Venezuela abandona dólar em operações de câmbio e substitui por euro

Segundo Caracas, as sanções introduzidas por Washington contra o país 'impedem a possibilidade de continuar a negociar em dólar', e as restrições impostas pelos EUA são 'ilegais e contra o direito internacional'

O Estado de S.Paulo

16 de outubro de 2018 | 20h48

CARACAS - O vice-presidente da área econômica, Tareck El Aissami, anunciou nesta terça-feira, 16, que a Venezuela abandonará o dólar e, a partir de agora, todas as transações no mercado de câmbio passarão a ser feitas em euro, yuan ou qualquer outra moeda, exceto a americana. 

Aissami também anunciou que, por ordem do presidente Nicolás Maduro, serão colocados 2 milhões de euros no sistema cambiário da Venezuela. "A partir de agora os leilões do Dicom (taxa de câmbio oficial), os créditos que sejam entregues pelo sistema financeiro nacional, passam a ser em euros, em yuan ou qualquer outra moeda convertível", anunciou.

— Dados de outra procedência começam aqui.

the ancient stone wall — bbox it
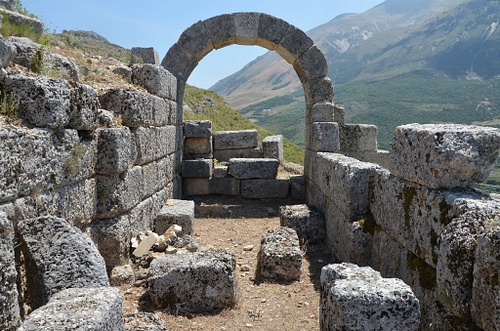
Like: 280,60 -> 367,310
307,124 -> 500,330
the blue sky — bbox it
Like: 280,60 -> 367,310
21,0 -> 383,88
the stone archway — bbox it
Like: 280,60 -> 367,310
162,12 -> 338,188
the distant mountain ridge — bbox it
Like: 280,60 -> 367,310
211,0 -> 500,148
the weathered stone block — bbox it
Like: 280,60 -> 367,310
154,199 -> 194,236
148,251 -> 236,312
130,47 -> 160,65
96,128 -> 134,175
18,216 -> 109,308
290,176 -> 306,201
214,130 -> 259,151
470,217 -> 500,330
241,178 -> 290,199
389,124 -> 500,188
320,263 -> 420,331
96,166 -> 144,219
340,124 -> 377,152
370,171 -> 482,267
18,287 -> 124,331
310,122 -> 340,152
132,64 -> 177,101
182,159 -> 213,178
183,121 -> 212,138
213,148 -> 263,162
262,135 -> 283,161
0,211 -> 21,331
280,204 -> 326,244
259,228 -> 302,281
229,158 -> 279,179
208,177 -> 240,195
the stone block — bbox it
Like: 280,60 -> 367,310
183,120 -> 212,138
320,263 -> 420,331
213,148 -> 263,162
275,24 -> 314,64
259,228 -> 302,281
262,135 -> 283,161
340,124 -> 377,152
148,251 -> 236,313
96,166 -> 144,219
389,124 -> 500,188
311,101 -> 337,123
0,211 -> 21,331
96,128 -> 134,175
178,21 -> 214,62
132,64 -> 177,101
214,130 -> 259,151
229,158 -> 280,179
182,159 -> 213,178
257,14 -> 290,51
184,137 -> 212,158
208,177 -> 240,196
241,178 -> 290,199
18,287 -> 124,331
182,178 -> 210,196
233,13 -> 261,46
130,47 -> 160,65
132,125 -> 176,165
99,89 -> 170,128
280,204 -> 326,244
370,170 -> 482,267
290,176 -> 306,201
293,46 -> 328,83
154,199 -> 194,236
213,165 -> 229,179
470,217 -> 500,330
309,122 -> 340,152
18,216 -> 109,308
203,14 -> 236,49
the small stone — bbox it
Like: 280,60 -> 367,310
243,245 -> 255,252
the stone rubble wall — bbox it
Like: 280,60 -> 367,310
307,124 -> 500,330
0,38 -> 182,330
182,121 -> 305,201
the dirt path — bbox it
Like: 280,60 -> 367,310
120,200 -> 329,331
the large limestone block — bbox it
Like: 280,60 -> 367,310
132,63 -> 177,101
262,135 -> 283,161
0,211 -> 21,331
214,130 -> 259,150
309,122 -> 340,152
320,263 -> 420,331
96,166 -> 144,219
19,287 -> 124,331
154,199 -> 194,236
148,251 -> 236,312
99,89 -> 171,128
280,204 -> 326,244
340,124 -> 378,152
389,124 -> 500,188
370,171 -> 482,267
96,127 -> 134,175
229,158 -> 280,179
213,148 -> 263,162
241,178 -> 290,199
18,216 -> 109,308
130,47 -> 160,65
471,217 -> 500,330
183,120 -> 212,138
182,159 -> 213,178
259,227 -> 302,281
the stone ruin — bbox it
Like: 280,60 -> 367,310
0,7 -> 500,331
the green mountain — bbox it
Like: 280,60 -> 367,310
211,0 -> 500,149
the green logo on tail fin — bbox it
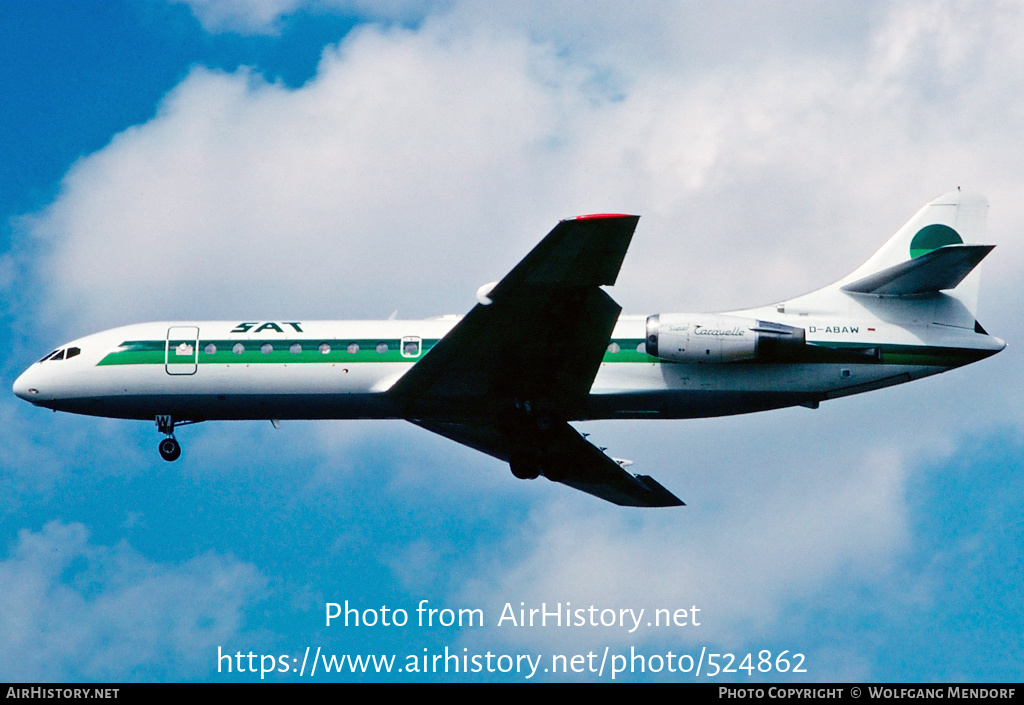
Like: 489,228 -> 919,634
910,222 -> 964,259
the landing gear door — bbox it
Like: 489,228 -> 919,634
164,326 -> 199,375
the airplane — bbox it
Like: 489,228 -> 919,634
13,190 -> 1006,507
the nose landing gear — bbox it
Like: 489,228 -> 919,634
157,414 -> 199,462
158,436 -> 181,462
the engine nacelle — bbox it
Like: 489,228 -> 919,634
646,314 -> 806,363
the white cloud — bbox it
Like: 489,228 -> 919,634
0,522 -> 263,681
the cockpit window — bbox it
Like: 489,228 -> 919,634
39,347 -> 74,363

Segundo Aissami, as sanções introduzidas por Washington contra Caracas “impedem a possibilidade de continuar a negociar em dólar”. Ele acrescentou que as restrições impostas pelos EUA são “ilegais e contra o direito internacional”.

Desde a imposição das sanções, algumas empresas farmacêuticas venezuelanas que receberam dólares do Banco Central, a preços preferenciais, tiveram contas bloqueadas e foram proibidas de efetuar transações com a moeda americana.

O vice-presidente venezuelano também acusou os bancos de colocar “valores irracionais” nas taxas de intermediação. “Há setores financeiros que usaram as sanções para se enriquecerem desde que os EUA começaram a agredir com maior ferocidade nosso sistema econômico”, afirmou.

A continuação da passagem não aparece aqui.